Washington won the race to become the first state to enact net neutrality laws Monday, as Governor Jay Inslee signed a recently-passed bipartisan bill into law. But being the first means Washington may also be the first to face the wrath of the Federal Communications Commission, and may be bracing for a brawl.

Ever since the FCC scrapped national net neutrality protections last year, dozens of states have started considering legislation to establish their own local protections, and Washington is the first. Its new laws, which go into effect on June 6, enforce transparency from ISPs and prohibit blocking, throttling, or prioritizing content online.


But the FCC made it clear in its official deregulation that states could not supercede the agency’s decision by creating local laws. This means, according to the FCC, Washington had no authority to pass the law it just did—the state did it anyway, and the ball is now in the FCC’s court over whether or not to challenge the laws under federal review.

Private companies could also challenge the laws in court if they want to, and either route would set up a precedent for other states considering similar laws.

Other state governments, such as Colorado, are trying to find loopholes to enforce net neutrality without creating new state laws in order to survive the federal preemption.
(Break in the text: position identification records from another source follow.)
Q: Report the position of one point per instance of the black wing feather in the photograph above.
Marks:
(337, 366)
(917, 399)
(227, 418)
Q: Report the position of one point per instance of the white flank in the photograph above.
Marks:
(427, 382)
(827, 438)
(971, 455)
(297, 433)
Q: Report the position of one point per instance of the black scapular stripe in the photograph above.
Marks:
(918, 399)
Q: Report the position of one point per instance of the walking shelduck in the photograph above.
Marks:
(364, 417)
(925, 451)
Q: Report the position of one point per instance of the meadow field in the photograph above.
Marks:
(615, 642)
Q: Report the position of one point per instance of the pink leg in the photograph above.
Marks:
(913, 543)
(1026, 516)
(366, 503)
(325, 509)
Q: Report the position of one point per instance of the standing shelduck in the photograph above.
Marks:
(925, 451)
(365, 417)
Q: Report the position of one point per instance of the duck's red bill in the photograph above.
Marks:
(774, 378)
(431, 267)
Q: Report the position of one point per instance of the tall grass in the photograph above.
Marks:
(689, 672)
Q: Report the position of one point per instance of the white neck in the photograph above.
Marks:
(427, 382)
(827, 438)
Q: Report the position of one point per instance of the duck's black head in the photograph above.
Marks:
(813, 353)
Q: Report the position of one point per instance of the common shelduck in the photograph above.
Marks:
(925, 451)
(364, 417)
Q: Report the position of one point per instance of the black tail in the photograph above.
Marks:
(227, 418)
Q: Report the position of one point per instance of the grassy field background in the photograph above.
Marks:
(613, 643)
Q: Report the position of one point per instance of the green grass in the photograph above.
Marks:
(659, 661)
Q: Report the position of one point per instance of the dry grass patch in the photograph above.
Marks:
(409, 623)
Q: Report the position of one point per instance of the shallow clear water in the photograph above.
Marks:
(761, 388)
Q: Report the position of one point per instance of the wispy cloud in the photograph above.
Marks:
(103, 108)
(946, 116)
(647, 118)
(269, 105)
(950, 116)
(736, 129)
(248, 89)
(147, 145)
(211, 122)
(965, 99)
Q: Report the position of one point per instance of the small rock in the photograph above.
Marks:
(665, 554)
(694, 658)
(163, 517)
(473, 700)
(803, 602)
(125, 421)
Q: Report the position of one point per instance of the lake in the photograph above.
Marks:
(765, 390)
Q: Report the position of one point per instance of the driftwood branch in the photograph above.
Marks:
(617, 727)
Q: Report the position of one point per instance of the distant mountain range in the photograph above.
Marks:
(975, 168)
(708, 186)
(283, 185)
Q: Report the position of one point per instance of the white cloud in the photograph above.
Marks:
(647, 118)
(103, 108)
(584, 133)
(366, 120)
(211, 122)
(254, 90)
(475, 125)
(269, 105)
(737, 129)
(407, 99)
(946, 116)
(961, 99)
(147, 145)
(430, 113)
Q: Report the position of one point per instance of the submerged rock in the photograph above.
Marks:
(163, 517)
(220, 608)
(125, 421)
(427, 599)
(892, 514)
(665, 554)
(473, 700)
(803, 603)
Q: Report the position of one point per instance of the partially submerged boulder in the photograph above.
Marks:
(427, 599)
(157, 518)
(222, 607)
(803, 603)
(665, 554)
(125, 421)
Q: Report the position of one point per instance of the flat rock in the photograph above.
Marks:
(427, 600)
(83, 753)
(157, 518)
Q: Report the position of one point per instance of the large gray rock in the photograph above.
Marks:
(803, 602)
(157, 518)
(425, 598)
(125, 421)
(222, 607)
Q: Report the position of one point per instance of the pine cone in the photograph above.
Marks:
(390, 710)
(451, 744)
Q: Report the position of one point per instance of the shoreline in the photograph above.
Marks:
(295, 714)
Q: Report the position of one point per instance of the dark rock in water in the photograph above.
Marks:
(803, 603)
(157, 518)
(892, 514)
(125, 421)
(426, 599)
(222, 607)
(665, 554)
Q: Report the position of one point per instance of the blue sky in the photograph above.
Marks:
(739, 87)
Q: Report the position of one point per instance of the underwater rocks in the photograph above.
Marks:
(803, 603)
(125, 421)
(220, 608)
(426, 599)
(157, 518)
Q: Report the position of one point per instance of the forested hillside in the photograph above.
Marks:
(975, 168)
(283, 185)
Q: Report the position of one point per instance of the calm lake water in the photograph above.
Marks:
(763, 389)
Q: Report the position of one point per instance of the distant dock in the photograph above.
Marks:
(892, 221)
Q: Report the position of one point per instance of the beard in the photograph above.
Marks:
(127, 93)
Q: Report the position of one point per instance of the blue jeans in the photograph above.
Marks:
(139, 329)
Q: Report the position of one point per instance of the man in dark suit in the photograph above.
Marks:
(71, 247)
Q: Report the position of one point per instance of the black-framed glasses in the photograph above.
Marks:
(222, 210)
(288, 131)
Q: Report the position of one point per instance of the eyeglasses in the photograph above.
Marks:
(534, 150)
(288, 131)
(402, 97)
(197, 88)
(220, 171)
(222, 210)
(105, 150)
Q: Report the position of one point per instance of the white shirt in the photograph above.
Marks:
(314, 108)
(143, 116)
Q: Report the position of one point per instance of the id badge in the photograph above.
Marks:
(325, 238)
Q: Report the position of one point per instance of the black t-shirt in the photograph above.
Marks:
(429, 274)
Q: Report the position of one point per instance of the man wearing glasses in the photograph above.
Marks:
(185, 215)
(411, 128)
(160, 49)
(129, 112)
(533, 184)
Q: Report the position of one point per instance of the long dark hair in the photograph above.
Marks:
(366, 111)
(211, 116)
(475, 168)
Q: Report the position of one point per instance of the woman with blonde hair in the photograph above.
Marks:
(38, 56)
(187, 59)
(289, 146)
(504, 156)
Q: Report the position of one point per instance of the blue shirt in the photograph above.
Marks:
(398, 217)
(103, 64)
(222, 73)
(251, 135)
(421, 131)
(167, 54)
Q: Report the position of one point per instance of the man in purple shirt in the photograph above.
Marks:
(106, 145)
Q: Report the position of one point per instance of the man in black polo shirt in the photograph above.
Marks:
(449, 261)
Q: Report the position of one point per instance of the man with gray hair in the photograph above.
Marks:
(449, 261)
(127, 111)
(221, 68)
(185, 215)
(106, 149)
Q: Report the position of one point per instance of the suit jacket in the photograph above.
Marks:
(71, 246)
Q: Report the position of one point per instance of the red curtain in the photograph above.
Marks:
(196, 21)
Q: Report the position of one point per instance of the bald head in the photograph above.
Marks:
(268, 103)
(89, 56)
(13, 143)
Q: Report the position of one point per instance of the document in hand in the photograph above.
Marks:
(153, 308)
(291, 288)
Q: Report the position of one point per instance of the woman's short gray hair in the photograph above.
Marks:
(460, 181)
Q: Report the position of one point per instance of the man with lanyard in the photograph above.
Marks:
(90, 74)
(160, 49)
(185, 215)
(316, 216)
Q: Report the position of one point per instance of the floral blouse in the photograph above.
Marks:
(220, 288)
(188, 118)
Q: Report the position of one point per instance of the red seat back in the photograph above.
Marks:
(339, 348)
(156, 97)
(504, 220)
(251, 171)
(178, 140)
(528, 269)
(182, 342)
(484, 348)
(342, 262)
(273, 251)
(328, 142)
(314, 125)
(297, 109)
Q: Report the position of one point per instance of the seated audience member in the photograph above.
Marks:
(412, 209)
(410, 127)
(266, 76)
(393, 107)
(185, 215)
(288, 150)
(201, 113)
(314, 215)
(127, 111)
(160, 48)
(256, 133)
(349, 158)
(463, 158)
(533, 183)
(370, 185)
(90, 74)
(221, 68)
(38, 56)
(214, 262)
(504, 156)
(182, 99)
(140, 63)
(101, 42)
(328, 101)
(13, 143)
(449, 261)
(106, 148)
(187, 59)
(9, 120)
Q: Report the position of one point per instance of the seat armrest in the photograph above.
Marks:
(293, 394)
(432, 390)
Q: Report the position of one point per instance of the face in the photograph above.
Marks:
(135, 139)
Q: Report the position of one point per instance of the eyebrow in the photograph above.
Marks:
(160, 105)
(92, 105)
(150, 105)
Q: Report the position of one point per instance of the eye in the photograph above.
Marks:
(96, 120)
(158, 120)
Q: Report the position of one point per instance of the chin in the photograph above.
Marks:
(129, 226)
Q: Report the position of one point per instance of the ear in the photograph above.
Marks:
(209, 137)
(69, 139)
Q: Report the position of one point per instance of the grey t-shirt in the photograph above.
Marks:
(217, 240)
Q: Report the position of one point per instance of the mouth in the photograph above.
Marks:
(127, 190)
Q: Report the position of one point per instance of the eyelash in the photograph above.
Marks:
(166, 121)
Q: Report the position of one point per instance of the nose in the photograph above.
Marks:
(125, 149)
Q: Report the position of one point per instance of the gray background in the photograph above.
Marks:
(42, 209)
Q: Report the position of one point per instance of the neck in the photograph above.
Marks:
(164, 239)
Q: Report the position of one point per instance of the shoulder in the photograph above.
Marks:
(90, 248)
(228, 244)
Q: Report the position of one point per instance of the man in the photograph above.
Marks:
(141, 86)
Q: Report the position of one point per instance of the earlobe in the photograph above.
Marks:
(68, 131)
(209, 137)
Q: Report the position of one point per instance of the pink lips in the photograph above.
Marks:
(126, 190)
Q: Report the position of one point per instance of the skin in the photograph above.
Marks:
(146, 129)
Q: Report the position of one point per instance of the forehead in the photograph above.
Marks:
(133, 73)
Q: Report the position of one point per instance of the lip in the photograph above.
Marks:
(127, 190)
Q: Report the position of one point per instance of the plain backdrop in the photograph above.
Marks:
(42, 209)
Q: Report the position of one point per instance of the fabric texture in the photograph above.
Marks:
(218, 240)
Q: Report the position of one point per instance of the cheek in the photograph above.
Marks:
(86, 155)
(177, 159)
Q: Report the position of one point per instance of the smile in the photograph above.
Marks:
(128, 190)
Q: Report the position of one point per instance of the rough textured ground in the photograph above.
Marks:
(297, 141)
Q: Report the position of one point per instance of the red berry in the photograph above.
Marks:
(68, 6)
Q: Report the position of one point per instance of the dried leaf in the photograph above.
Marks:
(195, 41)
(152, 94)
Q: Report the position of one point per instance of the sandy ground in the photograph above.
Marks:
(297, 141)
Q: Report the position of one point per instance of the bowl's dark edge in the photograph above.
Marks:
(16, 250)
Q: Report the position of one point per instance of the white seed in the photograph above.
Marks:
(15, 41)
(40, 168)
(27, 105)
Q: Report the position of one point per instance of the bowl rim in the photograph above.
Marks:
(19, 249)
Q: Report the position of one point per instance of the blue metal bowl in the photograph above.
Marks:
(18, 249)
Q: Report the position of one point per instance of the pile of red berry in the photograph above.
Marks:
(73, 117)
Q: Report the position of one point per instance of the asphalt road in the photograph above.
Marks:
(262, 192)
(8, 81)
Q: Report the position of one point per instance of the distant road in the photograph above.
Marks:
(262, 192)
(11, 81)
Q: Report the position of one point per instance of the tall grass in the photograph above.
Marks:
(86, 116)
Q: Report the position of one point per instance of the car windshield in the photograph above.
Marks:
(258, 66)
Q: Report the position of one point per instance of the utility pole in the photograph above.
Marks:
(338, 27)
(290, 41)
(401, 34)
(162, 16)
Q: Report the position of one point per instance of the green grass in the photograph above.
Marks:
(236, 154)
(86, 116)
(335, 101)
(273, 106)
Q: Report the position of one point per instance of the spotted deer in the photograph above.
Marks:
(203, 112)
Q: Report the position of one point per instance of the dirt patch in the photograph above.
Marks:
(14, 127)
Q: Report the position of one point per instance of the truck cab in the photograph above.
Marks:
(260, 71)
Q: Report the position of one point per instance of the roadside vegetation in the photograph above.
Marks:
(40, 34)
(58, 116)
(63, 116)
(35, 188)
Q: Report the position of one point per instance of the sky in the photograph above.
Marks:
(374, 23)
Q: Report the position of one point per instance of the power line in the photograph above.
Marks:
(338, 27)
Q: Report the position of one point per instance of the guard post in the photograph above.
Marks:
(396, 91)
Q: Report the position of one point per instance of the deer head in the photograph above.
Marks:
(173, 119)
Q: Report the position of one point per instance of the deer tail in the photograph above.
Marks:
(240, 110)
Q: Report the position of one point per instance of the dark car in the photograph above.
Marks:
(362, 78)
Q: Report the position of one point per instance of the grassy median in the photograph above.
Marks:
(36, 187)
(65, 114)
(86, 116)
The state could, for example, require ISPs to follow net neutrality as a condition of contracts to use public right of ways for infrastructure or if the ISP has the state as a customer. This was the case for executive orders passed by the governors of New York and Montana, imposing net neutrality requirements on ISPs that had contracts with the state. The trouble is that rules like these wouldn’t cover all customers in the state and would still leave room for ISPs to avoid net neutrality.

Still other states have filed lawsuits, hoping to legally reverse the FCC’s decision in order to restore net neutrality nationwide, rather than creating a patchwork of protection state-by-state.

The only thing that’s certain in this fight at this point is that it’s far from over.